Credit: Reuters/Enrique Castro-Mendivil
LIMA |
Sun May 15, 2011 9:14am EDT
LIMA (Reuters) - Right-wing lawmaker Keiko Fujimori's lead over leftist Ollanta Humala appears to be growing ahead of Peru's June 5 presidential run-off, polls by survey firms Ipsos and CPI showed on Sunday.
The nationwide Ipsos poll, published in newspaper El Comercio, showed Fujimori getting 51.1 percent of the vote and Humala with 48.9 percent when blank and null ballots were excluded in a voting simulation organized by pollsters.
The Ipsos survey polled 2,005 people May 7-13 and has a 2.2 point margin of error.

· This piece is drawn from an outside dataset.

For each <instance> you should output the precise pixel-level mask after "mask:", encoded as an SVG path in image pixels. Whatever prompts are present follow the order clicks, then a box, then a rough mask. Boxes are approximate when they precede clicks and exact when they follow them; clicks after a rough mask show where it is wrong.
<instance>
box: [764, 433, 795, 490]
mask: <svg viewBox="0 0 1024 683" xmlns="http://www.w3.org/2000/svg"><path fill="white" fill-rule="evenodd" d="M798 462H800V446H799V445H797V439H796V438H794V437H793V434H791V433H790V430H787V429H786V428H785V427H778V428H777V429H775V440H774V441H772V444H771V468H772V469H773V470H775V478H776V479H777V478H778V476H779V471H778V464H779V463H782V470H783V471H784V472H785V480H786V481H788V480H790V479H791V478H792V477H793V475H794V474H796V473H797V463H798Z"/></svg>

A poll by CPI published on the website of RPP radio, said Fujimori had a 5.8 point lead over Humala, with 52.9 percent of votes to Humala's 47.1 percent. It polled 4,848 people and has a margin of error of 2.2 points.

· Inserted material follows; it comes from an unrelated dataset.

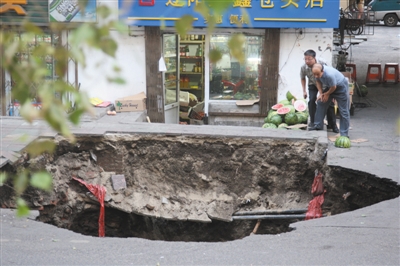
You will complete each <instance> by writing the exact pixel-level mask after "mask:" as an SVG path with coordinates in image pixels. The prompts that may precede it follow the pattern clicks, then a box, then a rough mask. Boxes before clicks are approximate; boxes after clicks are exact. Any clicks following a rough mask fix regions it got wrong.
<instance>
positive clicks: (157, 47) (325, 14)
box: [119, 0, 339, 125]
mask: <svg viewBox="0 0 400 266" xmlns="http://www.w3.org/2000/svg"><path fill="white" fill-rule="evenodd" d="M128 2H130V4H131V5H127V6H128V7H129V9H128V10H127V7H126V6H125V8H124V9H122V5H123V1H122V0H120V7H119V8H120V14H121V16H120V19H122V20H124V21H127V22H128V23H129V24H130V25H131V28H136V27H139V28H140V27H142V26H144V27H145V29H144V35H145V47H146V76H147V78H146V94H147V98H148V103H149V104H148V105H149V106H148V114H149V116H150V118H151V119H152V121H155V122H165V123H178V122H187V123H190V121H191V120H190V118H193V117H190V114H188V113H187V112H186V111H187V110H188V106H187V105H189V106H193V103H192V102H196V100H197V102H198V103H202V107H203V106H204V107H203V109H202V113H204V115H207V116H208V122H209V124H220V125H259V124H260V123H262V121H263V118H264V117H265V116H266V114H267V112H268V110H269V109H270V107H271V106H272V105H274V104H275V103H276V102H277V101H278V100H279V99H280V98H282V97H284V96H283V95H285V94H286V91H288V90H290V91H292V92H294V93H295V94H299V95H301V87H300V77H299V69H300V66H301V64H302V63H303V60H302V59H303V53H304V51H305V50H307V49H315V50H316V51H317V54H318V53H319V52H320V54H323V57H324V59H326V60H327V61H328V62H330V61H331V58H332V54H331V52H332V47H333V45H332V33H333V28H337V26H338V17H339V3H338V2H337V1H311V0H309V1H296V2H295V1H287V2H282V3H281V2H279V3H278V2H276V1H270V0H268V1H266V0H262V1H236V2H235V3H234V4H233V6H232V7H230V8H228V10H227V11H226V12H225V13H224V14H223V15H222V16H220V19H219V21H218V22H217V29H215V30H214V31H213V32H212V33H211V34H208V32H207V29H206V28H207V20H205V19H204V18H203V17H202V16H201V15H200V14H198V13H196V12H195V11H194V7H195V6H196V3H197V2H196V1H191V0H189V1H187V3H186V2H185V1H170V0H165V1H142V0H139V1H128ZM125 4H126V3H125ZM122 10H123V12H122ZM187 14H189V15H191V16H193V18H194V21H193V27H194V29H193V30H191V31H190V32H188V33H187V35H185V36H179V35H178V34H177V33H176V31H175V28H174V25H175V21H176V20H178V19H179V18H180V17H181V16H183V15H187ZM237 33H242V34H243V35H244V42H243V46H242V49H243V52H244V55H245V58H244V60H243V61H239V60H237V59H235V57H234V56H232V53H231V51H230V50H229V44H228V42H229V40H230V38H231V37H232V36H233V35H234V34H237ZM213 50H218V51H220V52H221V54H222V57H221V60H219V61H218V62H216V63H213V62H211V61H210V58H209V56H208V55H209V53H210V51H213ZM160 58H163V60H164V61H165V66H166V69H165V70H162V69H160V68H159V64H158V63H159V61H160ZM296 91H297V93H296ZM188 95H189V97H187V96H188ZM160 99H162V100H161V101H162V102H163V103H164V107H163V108H160ZM152 103H153V104H152ZM197 110H199V109H197ZM188 115H189V117H188Z"/></svg>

Four polls in the past week have shown Fujimori, the daughter of jailed former President Alberto Fujimori, ahead of Humala, though in most cases her lead has been within the margin of error.
A fifth of voters are undecided or plan to abstain in the tight race that has caused volatility in the local stock and currency market and will likely make the final outcome of the election difficult to predict.
Both candidates appeal to poorer voters, though Fujimori, a lawmaker, has support from the business community, which is eager to see a decade-long economic boom continue and worries Humala might roll back years of free-market reforms.
The elder Fujimori opened the economy and slayed hyperinflation, but his government collapsed in 2000 in a cloud of corruption and human rights scandals stemming from his crackdown on insurgents.
Humala, a former army officer who led a short-lived revolt against Fujimori's father, campaigns as a moderate leftist but he spooks investors with a policy platform that includes an interventionist agenda.
Humala says his policies would strengthen a weak state to make sure the benefits of economic growth reach all Peruvians, not just local elites or foreign firms. A third of Peruvians still live in poverty.
Peruvian markets plunged after Humala won the first-round vote on April 10 but have since partly recovered as investors bet on a Fujimori victory.
Before the latest gains, the market value of Peru's stock index plunged by about $18 billion in less than three weeks, according to the Maximixe brokerage.